School of Medicine, Stony Brook University, Stony Brook, NY 11794, USA.
BMC Bioinformatics. 2013;14 Suppl 9(Suppl 9):S1. doi: 10.1186/1471-2105-14-S9-S1. Epub 2013 Jun 28.
High throughput parallel sequencing, RNA-Seq, has recently emerged as an appealing alternative to microarray in identifying differentially expressed genes (DEG) between biological groups. However, there still exists considerable discrepancy on gene expression measurements and DEG results between the two platforms. The objective of this study was to compare parallel paired-end RNA-Seq and microarray data generated on 5-azadeoxy-cytidine (5-Aza) treated HT-29 colon cancer cells with an additional simulation study.
We first performed general correlation analysis comparing gene expression profiles on both platforms. An Errors-In-Variables (EIV) regression model was subsequently applied to assess proportional and fixed biases between the two technologies. Then several existing algorithms, designed for DEG identification in RNA-Seq and microarray data, were applied to compare the cross-platform overlaps with respect to DEG lists, which were further validated using qRT-PCR assays on selected genes. Functional analyses were subsequently conducted using Ingenuity Pathway Analysis (IPA).

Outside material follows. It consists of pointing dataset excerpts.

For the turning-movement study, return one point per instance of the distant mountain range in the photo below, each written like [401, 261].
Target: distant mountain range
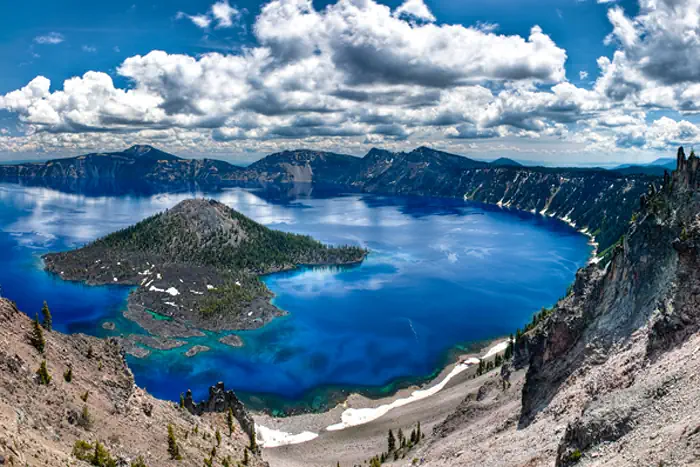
[598, 200]
[657, 167]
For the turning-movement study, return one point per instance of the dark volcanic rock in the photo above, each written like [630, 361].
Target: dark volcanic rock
[651, 286]
[196, 266]
[221, 400]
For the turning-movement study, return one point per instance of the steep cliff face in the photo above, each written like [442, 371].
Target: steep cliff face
[643, 306]
[612, 373]
[41, 424]
[600, 201]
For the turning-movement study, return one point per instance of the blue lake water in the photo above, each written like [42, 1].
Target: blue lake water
[441, 274]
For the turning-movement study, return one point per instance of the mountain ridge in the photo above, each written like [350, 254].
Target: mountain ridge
[574, 195]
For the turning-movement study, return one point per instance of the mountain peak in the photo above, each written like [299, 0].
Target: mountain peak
[140, 148]
[148, 151]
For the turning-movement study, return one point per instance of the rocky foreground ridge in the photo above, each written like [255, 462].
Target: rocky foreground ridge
[611, 375]
[597, 200]
[91, 398]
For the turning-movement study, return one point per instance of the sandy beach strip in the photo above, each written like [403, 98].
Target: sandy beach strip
[360, 424]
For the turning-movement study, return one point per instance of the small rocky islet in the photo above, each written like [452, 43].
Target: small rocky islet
[195, 267]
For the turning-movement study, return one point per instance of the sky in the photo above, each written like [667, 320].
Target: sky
[559, 81]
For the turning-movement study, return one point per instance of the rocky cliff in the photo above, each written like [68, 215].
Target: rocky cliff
[612, 372]
[51, 423]
[597, 200]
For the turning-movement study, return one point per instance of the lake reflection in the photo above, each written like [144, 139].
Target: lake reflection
[441, 273]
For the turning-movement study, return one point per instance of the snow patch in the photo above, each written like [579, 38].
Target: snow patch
[354, 417]
[269, 438]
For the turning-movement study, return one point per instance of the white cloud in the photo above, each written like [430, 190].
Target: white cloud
[416, 9]
[356, 73]
[221, 14]
[50, 38]
[224, 14]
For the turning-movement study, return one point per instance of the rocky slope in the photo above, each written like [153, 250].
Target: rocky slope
[197, 264]
[612, 373]
[41, 424]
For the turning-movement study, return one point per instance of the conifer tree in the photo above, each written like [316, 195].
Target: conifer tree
[229, 421]
[46, 315]
[173, 448]
[509, 350]
[37, 336]
[43, 374]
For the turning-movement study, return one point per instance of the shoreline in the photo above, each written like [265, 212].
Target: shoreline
[358, 410]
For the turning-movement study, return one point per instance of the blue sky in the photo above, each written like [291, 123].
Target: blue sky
[135, 27]
[541, 96]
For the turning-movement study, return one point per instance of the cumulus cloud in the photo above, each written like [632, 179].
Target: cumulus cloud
[221, 14]
[658, 54]
[415, 9]
[359, 72]
[50, 38]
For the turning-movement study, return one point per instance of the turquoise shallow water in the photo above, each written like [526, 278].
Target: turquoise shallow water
[441, 273]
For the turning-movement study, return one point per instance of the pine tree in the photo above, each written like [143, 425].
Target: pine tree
[37, 336]
[509, 350]
[46, 314]
[253, 442]
[481, 368]
[43, 374]
[229, 421]
[173, 448]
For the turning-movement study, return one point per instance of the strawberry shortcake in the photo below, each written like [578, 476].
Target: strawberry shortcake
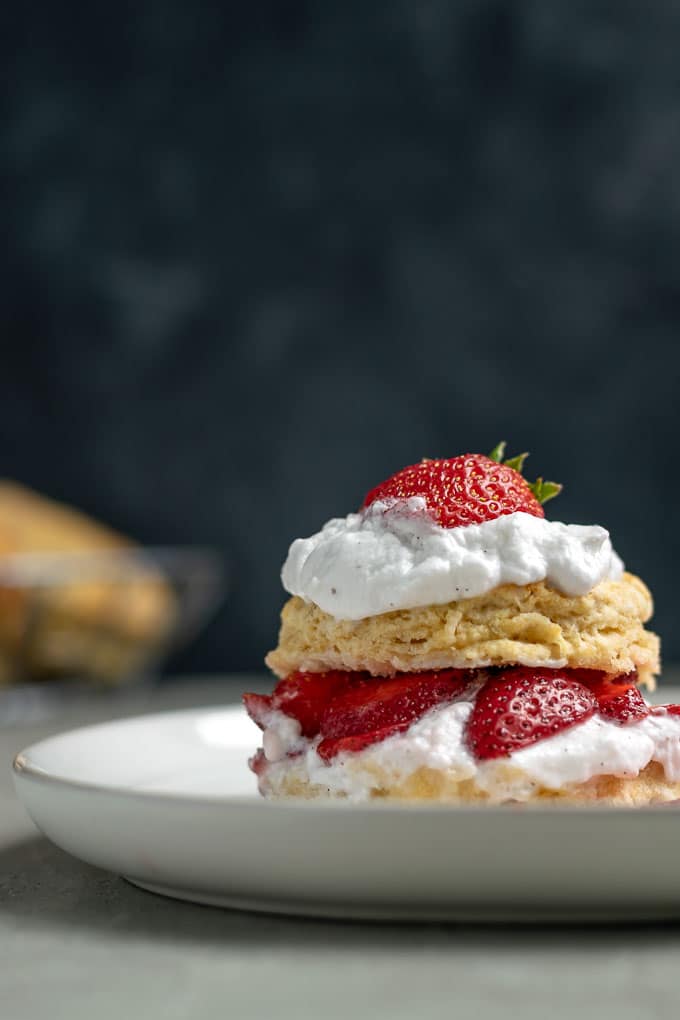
[449, 643]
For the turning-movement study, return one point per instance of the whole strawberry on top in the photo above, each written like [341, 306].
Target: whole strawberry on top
[469, 489]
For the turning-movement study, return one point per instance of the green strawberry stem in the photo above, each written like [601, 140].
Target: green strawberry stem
[543, 491]
[499, 452]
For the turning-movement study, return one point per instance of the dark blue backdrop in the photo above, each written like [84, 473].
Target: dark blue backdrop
[258, 256]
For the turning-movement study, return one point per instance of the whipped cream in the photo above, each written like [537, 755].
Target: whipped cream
[393, 555]
[436, 741]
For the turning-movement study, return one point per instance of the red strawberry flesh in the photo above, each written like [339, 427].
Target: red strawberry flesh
[377, 709]
[522, 706]
[618, 697]
[460, 491]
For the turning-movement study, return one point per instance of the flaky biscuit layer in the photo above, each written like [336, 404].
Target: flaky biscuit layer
[533, 625]
[427, 784]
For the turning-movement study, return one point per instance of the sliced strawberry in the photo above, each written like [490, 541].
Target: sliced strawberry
[332, 746]
[375, 709]
[618, 697]
[258, 707]
[305, 696]
[522, 706]
[627, 707]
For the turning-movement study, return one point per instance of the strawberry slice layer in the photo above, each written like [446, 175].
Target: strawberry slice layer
[302, 696]
[515, 708]
[372, 711]
[618, 697]
[522, 706]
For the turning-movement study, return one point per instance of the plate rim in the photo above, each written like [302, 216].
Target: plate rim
[24, 769]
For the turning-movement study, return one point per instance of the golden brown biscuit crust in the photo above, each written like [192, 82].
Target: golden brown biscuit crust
[533, 625]
[427, 784]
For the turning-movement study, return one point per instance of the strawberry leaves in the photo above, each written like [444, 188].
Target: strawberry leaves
[542, 490]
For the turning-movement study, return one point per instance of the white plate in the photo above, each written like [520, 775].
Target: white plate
[167, 801]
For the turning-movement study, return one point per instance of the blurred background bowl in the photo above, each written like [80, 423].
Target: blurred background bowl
[103, 618]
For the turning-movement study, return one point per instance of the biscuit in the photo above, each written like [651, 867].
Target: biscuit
[533, 625]
[428, 784]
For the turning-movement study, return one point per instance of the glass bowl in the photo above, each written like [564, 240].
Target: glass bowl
[102, 618]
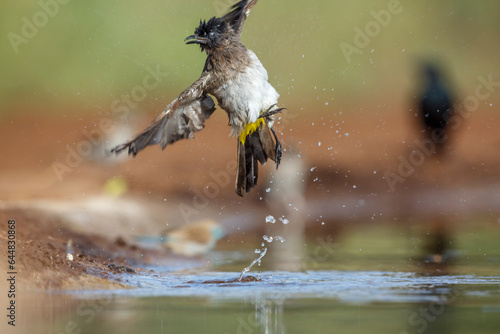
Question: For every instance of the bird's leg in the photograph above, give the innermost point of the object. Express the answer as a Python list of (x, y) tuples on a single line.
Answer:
[(279, 149), (270, 112)]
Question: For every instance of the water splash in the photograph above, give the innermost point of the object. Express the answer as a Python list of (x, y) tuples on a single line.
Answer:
[(270, 219), (247, 269)]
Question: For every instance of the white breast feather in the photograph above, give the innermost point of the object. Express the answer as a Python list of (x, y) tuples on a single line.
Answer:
[(248, 95)]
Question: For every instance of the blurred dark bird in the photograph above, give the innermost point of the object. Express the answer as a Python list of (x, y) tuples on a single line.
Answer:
[(236, 78), (435, 107)]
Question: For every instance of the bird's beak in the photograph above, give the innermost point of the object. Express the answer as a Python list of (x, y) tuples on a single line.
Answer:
[(193, 39)]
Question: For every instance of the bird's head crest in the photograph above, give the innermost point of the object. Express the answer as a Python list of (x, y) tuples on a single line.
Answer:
[(210, 35)]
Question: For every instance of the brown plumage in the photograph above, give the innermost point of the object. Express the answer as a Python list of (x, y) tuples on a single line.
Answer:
[(236, 78)]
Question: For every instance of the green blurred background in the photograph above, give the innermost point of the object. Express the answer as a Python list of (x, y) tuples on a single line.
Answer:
[(90, 52)]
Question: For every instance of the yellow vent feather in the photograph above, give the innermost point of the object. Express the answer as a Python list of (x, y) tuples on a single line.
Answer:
[(251, 128)]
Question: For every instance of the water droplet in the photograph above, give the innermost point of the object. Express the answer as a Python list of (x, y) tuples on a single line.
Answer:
[(270, 219)]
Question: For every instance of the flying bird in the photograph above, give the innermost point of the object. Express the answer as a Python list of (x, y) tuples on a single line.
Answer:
[(236, 78)]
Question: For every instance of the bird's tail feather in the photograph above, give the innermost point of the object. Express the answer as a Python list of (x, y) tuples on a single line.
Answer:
[(255, 148)]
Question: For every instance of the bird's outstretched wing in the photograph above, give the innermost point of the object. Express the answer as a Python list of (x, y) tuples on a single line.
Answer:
[(181, 119), (238, 14)]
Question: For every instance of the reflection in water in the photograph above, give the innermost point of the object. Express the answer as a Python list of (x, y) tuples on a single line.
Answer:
[(346, 301), (435, 316)]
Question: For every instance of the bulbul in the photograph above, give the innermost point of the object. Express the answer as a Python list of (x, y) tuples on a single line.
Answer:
[(436, 106), (236, 78)]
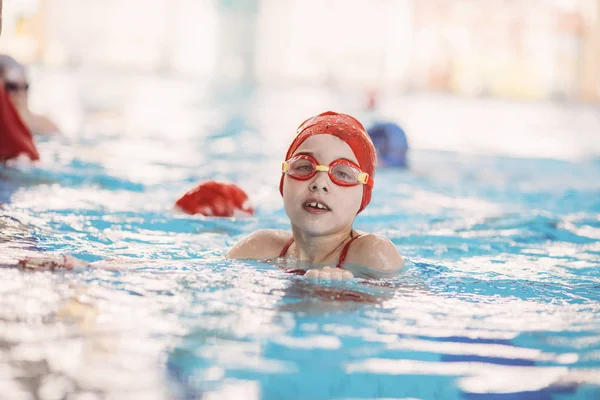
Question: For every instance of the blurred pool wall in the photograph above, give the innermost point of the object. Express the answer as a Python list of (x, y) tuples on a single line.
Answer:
[(531, 49)]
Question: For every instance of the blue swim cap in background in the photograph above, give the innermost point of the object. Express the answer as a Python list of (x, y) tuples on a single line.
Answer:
[(391, 144)]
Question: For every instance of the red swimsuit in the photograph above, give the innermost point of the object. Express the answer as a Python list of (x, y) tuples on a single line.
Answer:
[(340, 261)]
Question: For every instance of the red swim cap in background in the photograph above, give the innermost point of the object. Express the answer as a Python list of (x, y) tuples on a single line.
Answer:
[(349, 130), (215, 199), (15, 137)]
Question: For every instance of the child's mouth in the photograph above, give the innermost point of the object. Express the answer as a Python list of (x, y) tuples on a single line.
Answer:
[(315, 207)]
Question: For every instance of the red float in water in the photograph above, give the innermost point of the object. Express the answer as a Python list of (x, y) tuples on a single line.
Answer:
[(216, 199)]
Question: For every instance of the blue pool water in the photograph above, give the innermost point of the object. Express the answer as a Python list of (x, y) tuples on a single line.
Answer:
[(499, 299)]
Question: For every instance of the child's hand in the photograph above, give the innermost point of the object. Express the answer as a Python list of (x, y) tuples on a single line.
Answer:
[(329, 274)]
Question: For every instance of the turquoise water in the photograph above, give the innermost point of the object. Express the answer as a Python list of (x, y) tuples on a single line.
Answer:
[(499, 299)]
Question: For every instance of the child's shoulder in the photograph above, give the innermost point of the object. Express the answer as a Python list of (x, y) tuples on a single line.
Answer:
[(262, 244), (375, 251)]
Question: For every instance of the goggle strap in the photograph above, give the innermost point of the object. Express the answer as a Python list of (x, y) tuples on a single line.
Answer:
[(363, 178)]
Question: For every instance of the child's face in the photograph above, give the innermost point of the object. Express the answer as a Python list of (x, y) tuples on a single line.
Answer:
[(342, 202)]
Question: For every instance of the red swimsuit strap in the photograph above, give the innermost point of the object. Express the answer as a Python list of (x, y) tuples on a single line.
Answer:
[(286, 247), (342, 255), (345, 250)]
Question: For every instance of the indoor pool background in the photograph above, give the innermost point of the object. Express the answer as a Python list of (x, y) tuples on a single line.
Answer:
[(498, 219)]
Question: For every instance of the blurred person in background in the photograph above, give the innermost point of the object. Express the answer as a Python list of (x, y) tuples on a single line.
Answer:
[(16, 85), (388, 137), (15, 137)]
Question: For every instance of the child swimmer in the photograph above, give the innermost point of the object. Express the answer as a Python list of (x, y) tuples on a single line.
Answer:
[(327, 179)]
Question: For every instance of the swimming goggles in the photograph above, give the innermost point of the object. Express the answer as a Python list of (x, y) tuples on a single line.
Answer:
[(341, 172)]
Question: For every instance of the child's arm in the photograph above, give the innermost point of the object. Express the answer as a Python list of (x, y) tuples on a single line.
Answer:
[(374, 256)]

Pearson and Spearman correlation coefficients between the RNA-Seq and microarray data each exceeded 0.80, with 66%~68% overlap of genes on both platforms. The EIV regression model indicated the existence of both fixed and proportional biases between the two platforms. The DESeq and baySeq algorithms (RNA-Seq) and the SAM and eBayes algorithms (microarray) achieved the highest cross-platform overlap rate in DEG results from both experimental and simulated datasets. DESeq method exhibited a better control on the false discovery rate than baySeq on the simulated dataset although it performed slightly inferior to baySeq in the sensitivity test. RNA-Seq and qRT-PCR, but not microarray data, confirmed the expected reversal of SPARC gene suppression after treating HT-29 cells with 5-Aza. Thirty-three IPA canonical pathways were identified by both microarray and RNA-Seq data, 152 pathways by RNA-Seq data only, and none by microarray data only.
These results suggest that RNA-Seq has advantages over microarray in identification of DEGs with the most consistent results generated from DESeq and SAM methods. The EIV regression model reveals both fixed and proportional biases between RNA-Seq and microarray. This may explain in part the lower cross-platform overlap in DEG lists compared to those in detectable genes.
高通量平行测序(RNA-Seq)最近已成为在生物群体间识别差异表达基因(DEG)的一种有吸引力的替代微阵列的方法。然而,在这两种平台上的基因表达测量和 DEG 结果之间仍然存在相当大的差异。本研究的目的是比较 5-氮杂脱氧胞苷(5-Aza)处理的 HT-29 结肠癌细胞的平行配对末端 RNA-Seq 和微阵列数据,并进行额外的模拟研究。
我们首先进行了一般相关性分析,比较了两种平台上的基因表达谱。随后应用误差变量(EIV)回归模型来评估两种技术之间的比例和固定偏差。然后,应用几种现有的用于 RNA-Seq 和微阵列数据中 DEG 识别的算法,比较了跨平台 DEG 列表的重叠情况,并使用选定基因的 qRT-PCR 检测进行了进一步验证。随后使用 Ingenuity 通路分析(IPA)进行功能分析。
RNA-Seq 和微阵列数据之间的 Pearson 和 Spearman 相关系数均超过 0.80,两种平台上的基因重叠率为 66%~68%。EIV 回归模型表明两种平台之间存在固定和比例偏差。DESeq 和 baySeq 算法(RNA-Seq)和 SAM 和 eBayes 算法(微阵列)在实验和模拟数据集的 DEG 结果中实现了最高的跨平台重叠率。DESeq 方法在模拟数据集上比 baySeq 方法具有更好的假发现率控制,尽管在灵敏度测试中略逊于 baySeq 方法。RNA-Seq 和 qRT-PCR,但不是微阵列数据,证实了 HT-29 细胞用 5-Aza 处理后 SPARC 基因抑制的预期逆转。微阵列和 RNA-Seq 数据鉴定了 33 个 IPA 经典通路,RNA-Seq 数据仅鉴定了 152 个通路,微阵列数据未鉴定到通路。
这些结果表明,RNA-Seq 在识别 DEG 方面优于微阵列,最一致的结果来自于 DESeq 和 SAM 方法。EIV 回归模型揭示了 RNA-Seq 和微阵列之间的固定和比例偏差。这在一定程度上解释了与可检测基因相比,DEG 列表的跨平台重叠率较低的原因。